Am Anfang der Registrierung sollte man den Acrobat Reader-Test durchführen. Man öffnet die PDF mit Acrobat Reader und stimmt der Kommunikation mit dem Postserver zu. Bekommt man nun die Meldung, dass der Acrobat Reader geeignet sei, kann's los gehen mit dem Briefmarkendrucken.

Originalquelle: blog.crashmail.de/index.php?/archives/80-Frankieren-mit-Stampit-unter-GNULinux.html. Getestet und für gut befunden.  :Wink:

----------


## stefan.becker

Kleine Ergänzungen:

1) Der Adobe Reader installiert sich z. B. bei Suse auch in der 64 Bit Version als 32 Bit rpm. Und per nspluginwrapper kann man auch das Plugin nutzen. Also kein KO Kriterium.
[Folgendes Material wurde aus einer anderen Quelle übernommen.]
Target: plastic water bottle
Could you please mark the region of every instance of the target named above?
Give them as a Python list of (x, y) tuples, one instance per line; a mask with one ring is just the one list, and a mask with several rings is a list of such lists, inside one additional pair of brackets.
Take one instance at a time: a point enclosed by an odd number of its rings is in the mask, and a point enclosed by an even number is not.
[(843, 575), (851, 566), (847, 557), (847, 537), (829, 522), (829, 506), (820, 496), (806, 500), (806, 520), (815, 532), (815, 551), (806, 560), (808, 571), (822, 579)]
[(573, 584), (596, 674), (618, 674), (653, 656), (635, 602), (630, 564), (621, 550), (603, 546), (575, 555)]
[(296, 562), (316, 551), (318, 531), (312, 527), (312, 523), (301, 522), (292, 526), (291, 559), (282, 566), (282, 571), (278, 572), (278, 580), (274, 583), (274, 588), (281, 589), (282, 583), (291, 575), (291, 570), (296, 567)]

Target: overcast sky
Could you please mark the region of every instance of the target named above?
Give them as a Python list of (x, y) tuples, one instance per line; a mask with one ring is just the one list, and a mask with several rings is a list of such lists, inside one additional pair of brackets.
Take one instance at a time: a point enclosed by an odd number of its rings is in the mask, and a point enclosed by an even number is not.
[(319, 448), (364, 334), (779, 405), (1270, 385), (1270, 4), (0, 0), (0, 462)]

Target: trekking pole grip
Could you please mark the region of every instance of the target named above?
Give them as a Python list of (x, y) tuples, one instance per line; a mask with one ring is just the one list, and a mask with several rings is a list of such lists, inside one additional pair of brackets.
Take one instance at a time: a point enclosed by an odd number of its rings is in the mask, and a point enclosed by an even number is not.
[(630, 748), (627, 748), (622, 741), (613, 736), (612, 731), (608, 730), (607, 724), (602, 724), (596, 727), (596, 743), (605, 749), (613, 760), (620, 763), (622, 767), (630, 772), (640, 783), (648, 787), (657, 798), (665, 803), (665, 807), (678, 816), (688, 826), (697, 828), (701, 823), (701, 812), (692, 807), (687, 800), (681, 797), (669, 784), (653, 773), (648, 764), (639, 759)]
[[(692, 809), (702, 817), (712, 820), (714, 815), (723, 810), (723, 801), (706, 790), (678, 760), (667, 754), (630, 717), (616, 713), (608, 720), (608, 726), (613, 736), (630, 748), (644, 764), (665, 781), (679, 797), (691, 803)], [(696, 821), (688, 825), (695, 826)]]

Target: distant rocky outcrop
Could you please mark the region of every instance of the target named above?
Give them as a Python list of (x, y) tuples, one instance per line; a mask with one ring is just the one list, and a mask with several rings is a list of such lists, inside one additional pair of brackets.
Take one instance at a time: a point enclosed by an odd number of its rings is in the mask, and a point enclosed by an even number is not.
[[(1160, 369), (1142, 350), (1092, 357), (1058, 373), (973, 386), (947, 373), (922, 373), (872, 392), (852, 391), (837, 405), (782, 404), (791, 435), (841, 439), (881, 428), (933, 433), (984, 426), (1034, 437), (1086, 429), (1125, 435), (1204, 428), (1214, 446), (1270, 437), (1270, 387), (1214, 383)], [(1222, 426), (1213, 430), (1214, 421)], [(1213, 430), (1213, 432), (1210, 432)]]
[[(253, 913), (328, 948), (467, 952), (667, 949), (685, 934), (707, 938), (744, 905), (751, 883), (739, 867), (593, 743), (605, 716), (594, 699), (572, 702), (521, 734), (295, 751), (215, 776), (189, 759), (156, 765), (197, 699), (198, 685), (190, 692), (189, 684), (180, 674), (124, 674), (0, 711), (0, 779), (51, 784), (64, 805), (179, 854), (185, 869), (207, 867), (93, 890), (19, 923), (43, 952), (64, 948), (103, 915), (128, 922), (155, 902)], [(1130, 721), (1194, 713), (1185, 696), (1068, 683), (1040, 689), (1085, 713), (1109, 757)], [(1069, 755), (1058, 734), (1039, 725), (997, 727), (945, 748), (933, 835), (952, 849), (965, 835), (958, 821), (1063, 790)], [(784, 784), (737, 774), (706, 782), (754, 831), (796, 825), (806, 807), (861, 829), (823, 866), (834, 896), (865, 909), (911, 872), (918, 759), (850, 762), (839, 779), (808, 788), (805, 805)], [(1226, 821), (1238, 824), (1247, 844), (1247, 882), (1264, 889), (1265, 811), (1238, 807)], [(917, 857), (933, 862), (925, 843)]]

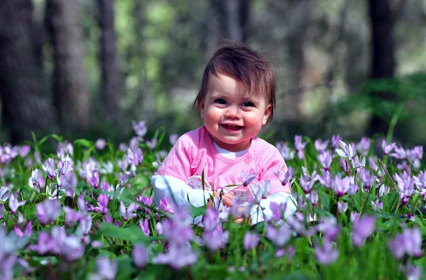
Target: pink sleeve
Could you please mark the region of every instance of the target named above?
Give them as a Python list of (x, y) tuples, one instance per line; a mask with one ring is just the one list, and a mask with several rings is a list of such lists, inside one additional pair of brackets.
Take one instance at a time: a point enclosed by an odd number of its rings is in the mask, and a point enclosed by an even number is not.
[(191, 177), (191, 165), (197, 157), (197, 143), (187, 134), (182, 135), (161, 164), (155, 175), (167, 175), (184, 182)]
[(271, 182), (271, 190), (269, 194), (283, 191), (291, 193), (289, 184), (283, 186), (275, 172), (287, 172), (287, 164), (280, 152), (272, 145), (268, 145), (264, 149), (260, 150), (260, 167), (262, 170), (261, 181), (269, 180)]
2) Für den User Agent Switcher kriegt man eine große Liste von OS/Browser Kombinationen hier:

http://chrispederick.com/forums/viewtopic.php?id=1772

----------


## mrsuicide

Update ( 23.04. ):

Zur Zeit scheint es Probleme mit dem neusten Adobe Reader-Update für Windows zu geben. Es wird nichts gedruckt und einem trotzdem Geld abgezogen.

Der neuste Adobe Reader für Linux ( der offiziell ja gar nicht unterstützt wird ) funktioniert dagegen Prima... :Big Grin:

----------


## stefan.becker

Ergänzungen vom User riessmi: 

Also Ergänzung zum StampIt gibt es nämlich jetzt auch:
http://www.INTERNETMARKE.de
bzw. zum sofort loslegen:
https://internetmarke.deutschepost.de
Einfach Motiv wählen, per STAMPIT- Portokasse, PayPal oder giropay bezahlen und PDF downloaden.

----------